Les faiblesses potentielles de cette étude sont les suivantes: 1) l’utilisation de questionnaires qui reposent sur des souvenirs personnels et qui comportent donc des biais, 2) la mesure uniquement du BDNF sérique ; l’inclusion d’autres biomarqueurs sanguins aurait pu permettre de mieux comprendre les modes d’action possibles, 3) l’utilisation d’échantillons de selles et de la technologie 16sRNA pour déterminer les changements dans le microbiote ; les preuves scientifiques actuelles suggèrent qu’il existe une corrélation limitée entre les bactéries détectées dans les selles et les changements microbiens dans l’intestin, et 4) l’utilisation d’huile de soja dans le probiotique ainsi que dans le placebo. L’huile de soja n’est pas inerte et influence l’activité et la croissance des bactéries probiotiques et intestinales.

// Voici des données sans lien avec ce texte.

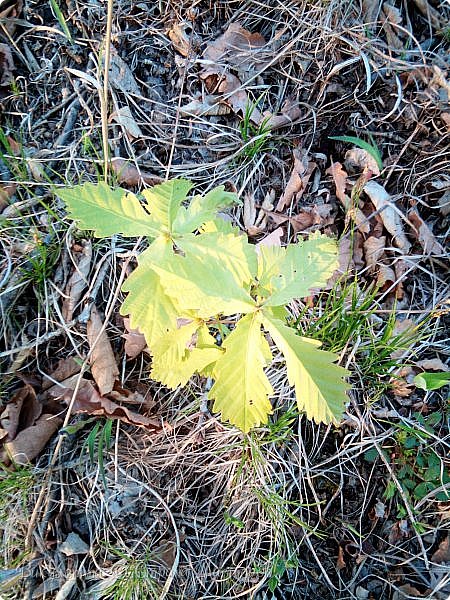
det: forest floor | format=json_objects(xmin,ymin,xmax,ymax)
[{"xmin": 0, "ymin": 0, "xmax": 450, "ymax": 600}]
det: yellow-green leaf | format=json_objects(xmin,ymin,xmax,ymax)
[
  {"xmin": 153, "ymin": 234, "xmax": 255, "ymax": 319},
  {"xmin": 209, "ymin": 313, "xmax": 273, "ymax": 433},
  {"xmin": 150, "ymin": 321, "xmax": 223, "ymax": 389},
  {"xmin": 56, "ymin": 182, "xmax": 158, "ymax": 237},
  {"xmin": 120, "ymin": 238, "xmax": 181, "ymax": 348},
  {"xmin": 263, "ymin": 311, "xmax": 349, "ymax": 423},
  {"xmin": 260, "ymin": 232, "xmax": 339, "ymax": 306},
  {"xmin": 173, "ymin": 185, "xmax": 238, "ymax": 234},
  {"xmin": 142, "ymin": 179, "xmax": 192, "ymax": 232}
]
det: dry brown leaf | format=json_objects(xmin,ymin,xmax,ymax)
[
  {"xmin": 180, "ymin": 96, "xmax": 231, "ymax": 117},
  {"xmin": 203, "ymin": 23, "xmax": 267, "ymax": 73},
  {"xmin": 122, "ymin": 317, "xmax": 147, "ymax": 358},
  {"xmin": 364, "ymin": 181, "xmax": 411, "ymax": 254},
  {"xmin": 326, "ymin": 162, "xmax": 370, "ymax": 233},
  {"xmin": 87, "ymin": 306, "xmax": 119, "ymax": 396},
  {"xmin": 167, "ymin": 23, "xmax": 195, "ymax": 58},
  {"xmin": 62, "ymin": 379, "xmax": 162, "ymax": 431},
  {"xmin": 111, "ymin": 158, "xmax": 162, "ymax": 186},
  {"xmin": 275, "ymin": 148, "xmax": 317, "ymax": 212},
  {"xmin": 431, "ymin": 535, "xmax": 450, "ymax": 565},
  {"xmin": 255, "ymin": 227, "xmax": 284, "ymax": 252},
  {"xmin": 408, "ymin": 209, "xmax": 444, "ymax": 255},
  {"xmin": 42, "ymin": 356, "xmax": 81, "ymax": 391},
  {"xmin": 62, "ymin": 240, "xmax": 92, "ymax": 322},
  {"xmin": 415, "ymin": 358, "xmax": 449, "ymax": 372},
  {"xmin": 5, "ymin": 414, "xmax": 62, "ymax": 465},
  {"xmin": 0, "ymin": 385, "xmax": 42, "ymax": 441},
  {"xmin": 336, "ymin": 546, "xmax": 347, "ymax": 571},
  {"xmin": 0, "ymin": 43, "xmax": 14, "ymax": 87},
  {"xmin": 344, "ymin": 147, "xmax": 380, "ymax": 176},
  {"xmin": 110, "ymin": 106, "xmax": 143, "ymax": 139},
  {"xmin": 364, "ymin": 235, "xmax": 386, "ymax": 272},
  {"xmin": 260, "ymin": 98, "xmax": 302, "ymax": 131},
  {"xmin": 109, "ymin": 51, "xmax": 141, "ymax": 96}
]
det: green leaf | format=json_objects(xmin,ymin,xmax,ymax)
[
  {"xmin": 329, "ymin": 135, "xmax": 383, "ymax": 171},
  {"xmin": 260, "ymin": 232, "xmax": 339, "ymax": 306},
  {"xmin": 150, "ymin": 321, "xmax": 223, "ymax": 389},
  {"xmin": 153, "ymin": 234, "xmax": 255, "ymax": 319},
  {"xmin": 120, "ymin": 238, "xmax": 182, "ymax": 349},
  {"xmin": 173, "ymin": 185, "xmax": 238, "ymax": 234},
  {"xmin": 177, "ymin": 233, "xmax": 257, "ymax": 285},
  {"xmin": 414, "ymin": 371, "xmax": 450, "ymax": 392},
  {"xmin": 263, "ymin": 311, "xmax": 349, "ymax": 423},
  {"xmin": 209, "ymin": 313, "xmax": 273, "ymax": 433},
  {"xmin": 142, "ymin": 179, "xmax": 192, "ymax": 232},
  {"xmin": 56, "ymin": 182, "xmax": 158, "ymax": 237}
]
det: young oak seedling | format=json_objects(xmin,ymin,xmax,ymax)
[{"xmin": 58, "ymin": 179, "xmax": 349, "ymax": 432}]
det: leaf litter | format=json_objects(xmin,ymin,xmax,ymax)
[{"xmin": 0, "ymin": 2, "xmax": 449, "ymax": 600}]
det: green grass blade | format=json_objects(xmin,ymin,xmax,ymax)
[
  {"xmin": 50, "ymin": 0, "xmax": 73, "ymax": 44},
  {"xmin": 329, "ymin": 135, "xmax": 383, "ymax": 171}
]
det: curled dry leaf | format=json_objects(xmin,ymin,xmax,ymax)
[
  {"xmin": 344, "ymin": 147, "xmax": 380, "ymax": 176},
  {"xmin": 122, "ymin": 317, "xmax": 147, "ymax": 358},
  {"xmin": 255, "ymin": 227, "xmax": 284, "ymax": 252},
  {"xmin": 111, "ymin": 158, "xmax": 162, "ymax": 187},
  {"xmin": 276, "ymin": 149, "xmax": 317, "ymax": 212},
  {"xmin": 364, "ymin": 181, "xmax": 411, "ymax": 254},
  {"xmin": 203, "ymin": 23, "xmax": 267, "ymax": 73},
  {"xmin": 408, "ymin": 209, "xmax": 444, "ymax": 256},
  {"xmin": 326, "ymin": 162, "xmax": 370, "ymax": 233},
  {"xmin": 87, "ymin": 306, "xmax": 119, "ymax": 396},
  {"xmin": 0, "ymin": 385, "xmax": 42, "ymax": 441},
  {"xmin": 260, "ymin": 98, "xmax": 302, "ymax": 131},
  {"xmin": 4, "ymin": 414, "xmax": 62, "ymax": 465},
  {"xmin": 0, "ymin": 44, "xmax": 14, "ymax": 93},
  {"xmin": 111, "ymin": 106, "xmax": 143, "ymax": 139},
  {"xmin": 62, "ymin": 240, "xmax": 92, "ymax": 321},
  {"xmin": 180, "ymin": 96, "xmax": 231, "ymax": 117},
  {"xmin": 60, "ymin": 379, "xmax": 161, "ymax": 431},
  {"xmin": 109, "ymin": 52, "xmax": 141, "ymax": 96}
]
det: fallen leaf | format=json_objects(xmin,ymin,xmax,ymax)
[
  {"xmin": 364, "ymin": 181, "xmax": 411, "ymax": 254},
  {"xmin": 59, "ymin": 379, "xmax": 162, "ymax": 431},
  {"xmin": 408, "ymin": 209, "xmax": 444, "ymax": 256},
  {"xmin": 4, "ymin": 414, "xmax": 62, "ymax": 465},
  {"xmin": 336, "ymin": 546, "xmax": 347, "ymax": 571},
  {"xmin": 260, "ymin": 98, "xmax": 302, "ymax": 131},
  {"xmin": 167, "ymin": 23, "xmax": 194, "ymax": 58},
  {"xmin": 415, "ymin": 358, "xmax": 449, "ymax": 372},
  {"xmin": 364, "ymin": 236, "xmax": 386, "ymax": 272},
  {"xmin": 87, "ymin": 306, "xmax": 119, "ymax": 396},
  {"xmin": 276, "ymin": 148, "xmax": 317, "ymax": 212},
  {"xmin": 111, "ymin": 106, "xmax": 143, "ymax": 139},
  {"xmin": 200, "ymin": 69, "xmax": 262, "ymax": 123},
  {"xmin": 431, "ymin": 535, "xmax": 450, "ymax": 565},
  {"xmin": 344, "ymin": 147, "xmax": 380, "ymax": 176},
  {"xmin": 111, "ymin": 158, "xmax": 162, "ymax": 187},
  {"xmin": 180, "ymin": 96, "xmax": 231, "ymax": 117},
  {"xmin": 326, "ymin": 162, "xmax": 370, "ymax": 233},
  {"xmin": 203, "ymin": 23, "xmax": 267, "ymax": 73},
  {"xmin": 122, "ymin": 317, "xmax": 147, "ymax": 358},
  {"xmin": 255, "ymin": 227, "xmax": 284, "ymax": 252},
  {"xmin": 0, "ymin": 43, "xmax": 15, "ymax": 87},
  {"xmin": 58, "ymin": 531, "xmax": 90, "ymax": 556},
  {"xmin": 109, "ymin": 52, "xmax": 141, "ymax": 96},
  {"xmin": 42, "ymin": 356, "xmax": 81, "ymax": 391},
  {"xmin": 62, "ymin": 240, "xmax": 92, "ymax": 322},
  {"xmin": 0, "ymin": 385, "xmax": 42, "ymax": 441}
]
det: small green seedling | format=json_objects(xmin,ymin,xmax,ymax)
[
  {"xmin": 414, "ymin": 371, "xmax": 450, "ymax": 392},
  {"xmin": 58, "ymin": 179, "xmax": 348, "ymax": 432}
]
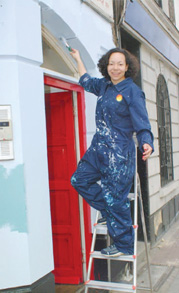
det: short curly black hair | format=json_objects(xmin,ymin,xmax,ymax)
[{"xmin": 97, "ymin": 48, "xmax": 139, "ymax": 80}]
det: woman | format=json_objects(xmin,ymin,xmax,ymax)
[{"xmin": 71, "ymin": 48, "xmax": 153, "ymax": 256}]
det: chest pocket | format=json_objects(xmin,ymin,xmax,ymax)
[{"xmin": 114, "ymin": 94, "xmax": 129, "ymax": 116}]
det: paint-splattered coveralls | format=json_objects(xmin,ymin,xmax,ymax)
[{"xmin": 71, "ymin": 73, "xmax": 153, "ymax": 254}]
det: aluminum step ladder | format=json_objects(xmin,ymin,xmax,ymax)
[{"xmin": 85, "ymin": 147, "xmax": 153, "ymax": 293}]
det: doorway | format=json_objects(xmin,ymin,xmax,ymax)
[{"xmin": 45, "ymin": 76, "xmax": 91, "ymax": 284}]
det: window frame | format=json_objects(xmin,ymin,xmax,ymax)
[{"xmin": 156, "ymin": 74, "xmax": 174, "ymax": 187}]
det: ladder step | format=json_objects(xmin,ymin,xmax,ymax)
[
  {"xmin": 90, "ymin": 251, "xmax": 136, "ymax": 262},
  {"xmin": 94, "ymin": 223, "xmax": 108, "ymax": 235},
  {"xmin": 85, "ymin": 281, "xmax": 136, "ymax": 292},
  {"xmin": 128, "ymin": 192, "xmax": 135, "ymax": 201}
]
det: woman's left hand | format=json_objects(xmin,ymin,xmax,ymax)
[{"xmin": 142, "ymin": 143, "xmax": 152, "ymax": 161}]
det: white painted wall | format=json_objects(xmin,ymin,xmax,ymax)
[
  {"xmin": 174, "ymin": 0, "xmax": 179, "ymax": 30},
  {"xmin": 0, "ymin": 0, "xmax": 53, "ymax": 290},
  {"xmin": 141, "ymin": 45, "xmax": 179, "ymax": 214},
  {"xmin": 40, "ymin": 0, "xmax": 114, "ymax": 146}
]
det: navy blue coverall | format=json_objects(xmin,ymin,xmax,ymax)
[{"xmin": 71, "ymin": 73, "xmax": 153, "ymax": 254}]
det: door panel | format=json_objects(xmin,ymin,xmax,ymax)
[{"xmin": 46, "ymin": 92, "xmax": 82, "ymax": 284}]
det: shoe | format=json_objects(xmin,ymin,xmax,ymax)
[
  {"xmin": 97, "ymin": 217, "xmax": 107, "ymax": 225},
  {"xmin": 101, "ymin": 244, "xmax": 124, "ymax": 257}
]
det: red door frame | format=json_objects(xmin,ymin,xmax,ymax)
[{"xmin": 44, "ymin": 75, "xmax": 92, "ymax": 278}]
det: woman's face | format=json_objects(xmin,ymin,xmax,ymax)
[{"xmin": 107, "ymin": 52, "xmax": 128, "ymax": 84}]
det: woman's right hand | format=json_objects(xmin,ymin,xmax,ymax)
[
  {"xmin": 70, "ymin": 49, "xmax": 86, "ymax": 76},
  {"xmin": 70, "ymin": 49, "xmax": 81, "ymax": 62}
]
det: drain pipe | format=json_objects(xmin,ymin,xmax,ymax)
[{"xmin": 73, "ymin": 91, "xmax": 87, "ymax": 281}]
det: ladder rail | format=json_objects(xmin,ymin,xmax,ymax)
[
  {"xmin": 133, "ymin": 145, "xmax": 138, "ymax": 292},
  {"xmin": 85, "ymin": 145, "xmax": 153, "ymax": 293}
]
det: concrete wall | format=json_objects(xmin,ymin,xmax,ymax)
[{"xmin": 141, "ymin": 45, "xmax": 179, "ymax": 241}]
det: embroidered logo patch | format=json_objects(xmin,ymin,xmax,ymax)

Cette étude fait partie d’un nombre croissant d’études indiquant que la supplémentation en souches spécifiques de probiotiques influence positivement les fonctions cérébrales par le biais d’un axe cerveau-intestin. Les résultats de cet essai clinique bien conçu plaident en faveur de l’utilisation de probiotiques pour restaurer et/ou maintenir la fonction cognitive et la santé mentale, en particulier chez les personnes âgées.

Référence :

Kim CS, Cha L, Sim M, Jung S, Chun WY, Baik HW, Shin DM. Probiotic Supplementation Improves Cognitive Function and Mood with Changes in Gut Microbiota in Community-Dwelling Older Adults: A Randomized, Double-Blind, Placebo-Controlled, Multicenter Trial. J Gerontol A Biol Sci Med Sci. 2021 Jan 1;76(1):32-40


i Le placebo contenait une capsule de 500 mg d’huile de soja.

ii Le probiotique a été consommé sous forme de 2 capsules contenant Bifidobacterium bifidum BGN4 et Bifidobacterium longum BORI dans de l’huile de soja après le repas du matin et du soir, pour un total de 1X109 ufc/jour.